Plane noise at preserve irritates neighbors

A model airplane at the Edgewood Oak Brush Plains Preserve.. (Dec. 8, 2011) Credit: John Dunn
Valeria Belanich thought a perk of retirement would be relaxing on her Dix Hills patio.
But the 74-year-old said sitting outside has been anything but soothing, due to the constant drone of model airplanes nearby at the Edgewood Oak Brush Plains Preserve.
"It's something that overwhelms your brain," she said.
Belanich is not alone.

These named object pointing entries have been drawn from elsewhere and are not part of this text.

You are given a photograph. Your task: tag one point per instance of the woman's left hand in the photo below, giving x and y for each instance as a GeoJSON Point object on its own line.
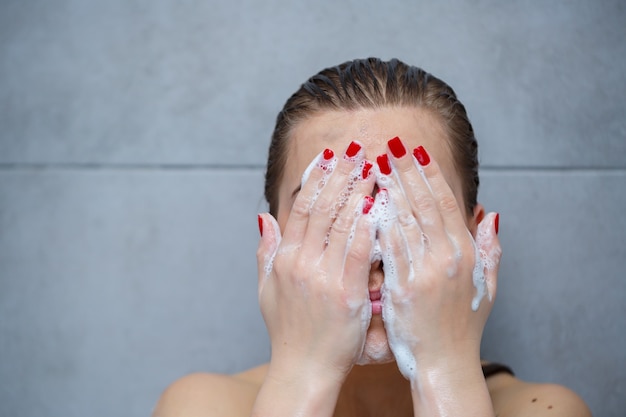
{"type": "Point", "coordinates": [431, 288]}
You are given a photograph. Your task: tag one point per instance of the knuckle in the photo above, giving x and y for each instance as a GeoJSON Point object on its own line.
{"type": "Point", "coordinates": [448, 204]}
{"type": "Point", "coordinates": [406, 218]}
{"type": "Point", "coordinates": [424, 204]}
{"type": "Point", "coordinates": [322, 205]}
{"type": "Point", "coordinates": [301, 206]}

For more than a year, Patricia Burkhart of Deer Park has been battling the Edgewood Flyers, a model aviator group that uses the 850-acre state-owned nature preserve that spans Babylon, Huntington and Islip.

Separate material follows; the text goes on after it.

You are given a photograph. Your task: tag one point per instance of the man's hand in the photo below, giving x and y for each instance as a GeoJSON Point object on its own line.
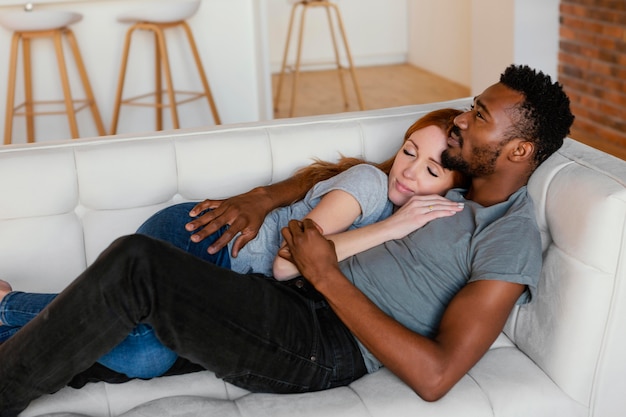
{"type": "Point", "coordinates": [243, 214]}
{"type": "Point", "coordinates": [309, 250]}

The Flyers have used the site since 1972 and were grandfathered into the preserve's 1994 management plan created by the state Department of Environmental Conservation.
The plan states that the Flyers' use of the site may be "curtailed or eliminated if it poses an unresolvable conflict with the principal users." Burkhart said the DEC should adhere to this clause, as the plane noise has pushed some people to abandon preserve hikes; and she expressed concern about the possible impacts on animal life in the preserve.
Things came to a head in July when DEC officials advised Burkhart to rethink a scheduled group hike because it coincided with a Flyers event expected to draw more than 200 people, saying that it might not showcase the preserve as "a quiet nature experience."
Burkhart and others disbanded the Friends of Edgewood, which had been a steward of the preserve; and they are now the watchdog group Save the Oak Brush Plains.
"I understand there's not a lot of fields around here for them, but this is not a park, it's a nature preserve," she said. "The DEC is not managing the site correctly."
DEC regional director Peter Scully defended the agency's handling of the preserve and said recent complaints are the first they have heard. "While we will consider any complaint seriously, our experience shows that the group is a responsible and careful user of the property," he said.
The Flyers' John Sabini said the group's 300-plus members fly one or two planes at a time, for up to 10 minutes; and they only fly from 10 a.m. to 7 p.m., within a half-mile zone that does not transgress residential areas.
Denis Byrne, who helped found Friends in 2005 and heads Long Island Greenways and Healthy Trails, another steward of the preserve, defended the Flyers and the DEC, which recently ticketed 15 ATV users.
There are "many more serious matters at hand that are a much larger threat to the preserve than the Edgewood Flyers," he said, adding that the group provides "eyes and ears on the site that help prevent other negative users."
Sabini said his group cleans and restores parts of the preserve and provides family-oriented fun. "We don't contribute one iota to the noise footprint that's already there," he said.
But Belanich's daughter Alexandra said the planes are "very loud, very disruptive, and it just goes on all day long."
At her behest, the DEC sent a ranger to test noise levels by having someone fly a large plane; but the noise was barely audible in her home. "He made me feel like I was nuts," she said. "But listening to a plane for five minutes is not like listening to it for five hours."